Following is the editorial published in Sail-World NZ's newsletter published on May 10, NZT. It is republished for those who don't subscribe to Sail-World.com's New Zealand newsletter.
Tragedy hit the 2013 America's Cup with the death of double Olympic Medalist, Andrew 'Bart' Simpson.
He was a member of the British sailing elite, that sadly has now lost two of its number, with 1996 Olympic Silver Medalist John Merrick's death in a car crash in 1997, and now that of Bart Simpson.
Bart was part of an era of achievement by Great Britain, that will never be matched again in sailing.
Two of the world's Sailing families are in mourning for one of their own. The Olympic family for having lost a double Medalist; and the America's Cup sailing family for having lost a great competitor, who looked set to become part of the next British America's Cup Challenge.
At Sail-World we mourn the passing of one of the characters of the sport, as well as one of its great achievers, and our condolences to his family and many friends.
Of course, the world of sailing is in shock at today's turn of events.
Only sailors understand the attraction of sailing in light winds and strong. Those outside the sport judge us by different standards, and with the benefit of hindsight.
The question is where to from here?
Already two inquiries are underway, one by the San Francisco Police Department.
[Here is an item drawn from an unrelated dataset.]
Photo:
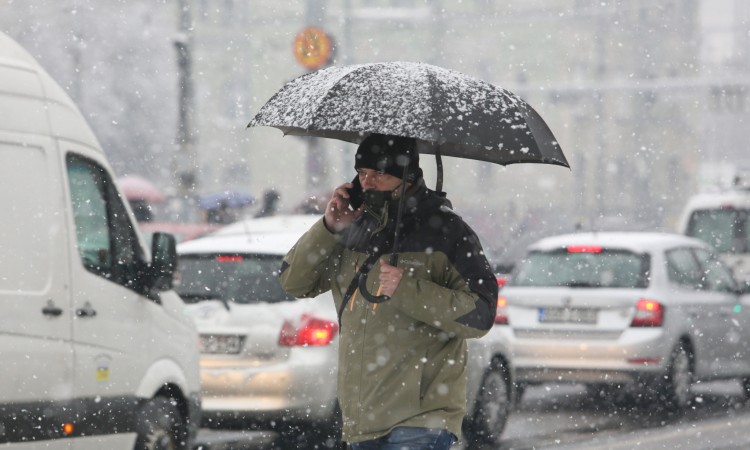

Quite where those go is unclear at this stage.
There will obviously be a lot of issues raised, and things that could have been done better. Losing two boats, and one death, in the course of eight months is not a good look in the eyes of the public or officialdom.
The point is that the AC72's are new boats, a new type of sailing, and we will all learn from it. Those lessons may go right through the sport.
While one team may lose the point, by the same token the other team has to complete the course to win the point, and in the process may lose their boat. That is a risk that is always inherent in high performance sailing, which is often a test of seamanship as well as just sailing fast.
One thing is for sure, after today's tragic events, no-one can blame a team, or individuals for electing not to race.
And in the same vein, everyone that goes on the water knows what the risks are. That a combination of a sudden gust of wind, an unusual wave, some gear breaking, and just being in the wrong place at the wrong time, could cause injury or cost you, your life.
Very sadly, Andrew Simpson has joined a long list of very experienced sailors who have lost their lives at sea, pursuing the sport they love - Hans Horrevoets, Rob James, Eric Tarbarly, and Larry Klein to name but a few.
And having learned any lessons to be had, we will continue.